June 19, 2009, was a Friday. The older Clark daughter, Olive, was home from her freshman year at Northern Michigan University. The younger, Catherine “Birdy,” had just graduated high school. Neither young woman had a summer job—their parents were adamant about that. Neither Randall nor his wife Wendy had gone to college, and they didn’t want their daughters to have to grow up as quickly as they had. “School was their job,” Randy told them so often that even their friends knew the Clark house rule.

Olive had multiple scholarships to cover the cost of her education, but there was tension in the household during Birdy’s senior year because she wanted to attend a college that was out of the family’s financial reach. “Birdy really wanted to go out of state,” her friend Corrie Jameson remembers. And not just to Wisconsin—Birdy was ready to fly the nest all the way to California. Discussions of their younger daughter’s future plans were rampant that June as Birdy complained it wasn’t fair that Olive got to pursue her dream and the parents countered with an offer of exactly how much they were putting toward Olive’s education, challenging Birdy to make up the rest in scholarships.

“Birdy didn’t want a job,” classmate Kendra Heikkinen recalls. “The way she figured, she couldn’t work up enough to pay for her first year, anyway, so someone else had to do it. But you have to remember we were seventeen,” she adds with a bit of surprise in her voice, like she’s forgotten how much time has passed since their senior year.

It seems to have been the common growing pains of parents and a teenager ready to tackle adulthood.
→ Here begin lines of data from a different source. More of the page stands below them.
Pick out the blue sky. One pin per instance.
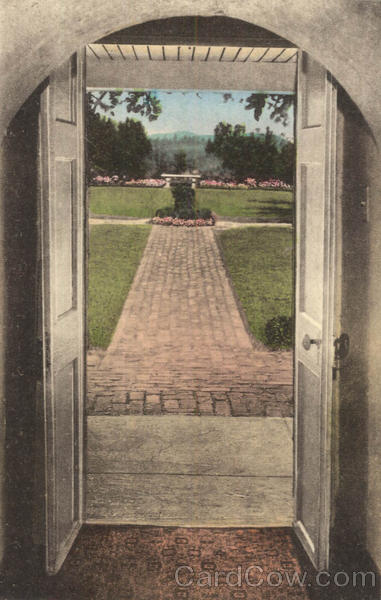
(200, 111)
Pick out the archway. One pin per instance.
(89, 39)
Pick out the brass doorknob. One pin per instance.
(307, 342)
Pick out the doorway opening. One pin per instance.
(115, 474)
(183, 348)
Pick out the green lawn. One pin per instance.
(115, 253)
(260, 264)
(262, 205)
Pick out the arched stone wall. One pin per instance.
(343, 34)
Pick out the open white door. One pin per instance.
(315, 236)
(62, 225)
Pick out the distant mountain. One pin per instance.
(204, 137)
(179, 135)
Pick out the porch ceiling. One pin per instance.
(191, 53)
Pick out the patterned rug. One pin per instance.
(160, 563)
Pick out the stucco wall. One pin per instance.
(345, 35)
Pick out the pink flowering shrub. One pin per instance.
(249, 183)
(116, 180)
(274, 184)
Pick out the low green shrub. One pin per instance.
(184, 197)
(185, 213)
(278, 332)
(204, 213)
(184, 205)
(166, 211)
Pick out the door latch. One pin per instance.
(341, 345)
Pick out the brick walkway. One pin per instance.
(181, 346)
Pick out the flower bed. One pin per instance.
(176, 222)
(115, 180)
(249, 184)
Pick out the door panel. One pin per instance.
(62, 225)
(315, 234)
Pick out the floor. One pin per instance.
(181, 345)
(192, 472)
(140, 563)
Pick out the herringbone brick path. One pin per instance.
(181, 345)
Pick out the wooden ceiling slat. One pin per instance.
(288, 54)
(99, 50)
(191, 53)
(271, 54)
(200, 52)
(171, 52)
(257, 54)
(156, 52)
(112, 50)
(91, 51)
(109, 54)
(215, 53)
(121, 53)
(141, 51)
(229, 54)
(127, 51)
(186, 53)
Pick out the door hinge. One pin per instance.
(341, 345)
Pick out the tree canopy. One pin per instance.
(117, 148)
(251, 155)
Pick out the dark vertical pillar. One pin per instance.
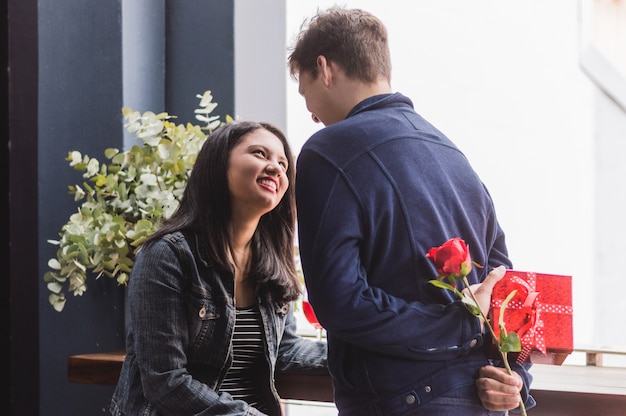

Emails saved to Birdy’s computer detail a loving relationship between the sisters, likely encouraged by the fact that, for the first time in their lives, they weren’t living under the same roof. The sisters wrote to each other almost daily, with Birdy complaining about their parents and the current high school drama and Olive reporting back on classes, new friends, and occasional updates on her continued relationship with her high school boyfriend, Eli Chapman. During her own senior year, Birdy started dating Eli’s cousin, Jared.

On the night of June 19th, the Clark family was divided. Birdy and mother Wendy were home in South Range, preparing to have a girly-girl night and, perhaps, to once again rehash why Birdy should pick an in-state school. Randy and Olive were out at the family camp near Covington. This put them out of reach of electricity, indoor plumbing, and even cell phone signals. Father and daughter stayed up late star gazing and talking about the future. It wasn’t until a police car made its way up the long two-track lane on the morning of the 20th that they knew something was wrong.

Neighbors reported a disturbance around 11 p.m. on the night of the 19th, although descriptions were vague. They had heard noises and one man reported seeing someone running away from the house, but it was dark and the figure, by then out of range of the garage’s motion-sensor light, was never positively identified. When the police arrived to do a wellness check, they discovered Birdy just inside the front door and Wendy further inside the living room. Both had been hit with buck shot from a standard 12 gauge shot gun, the daughter in the head and the mother in the chest. Neither was still alive when the police found them.

Even though father and older daughter were only about 50 miles away and both had cell phones, it took hours for the police to track them down because they were in a dead zone. It took further hours to determine that father and daughter were each other’s alibi, and that they could vouch for all the hours in question: Randy is an amateur astronomer, and both he and Olive were up until the wee hours of the morning looking at the constellations. Even without this alibi, Randy and Olive would have quickly been cleared. Suspicion immediately fell on Eli Chapman.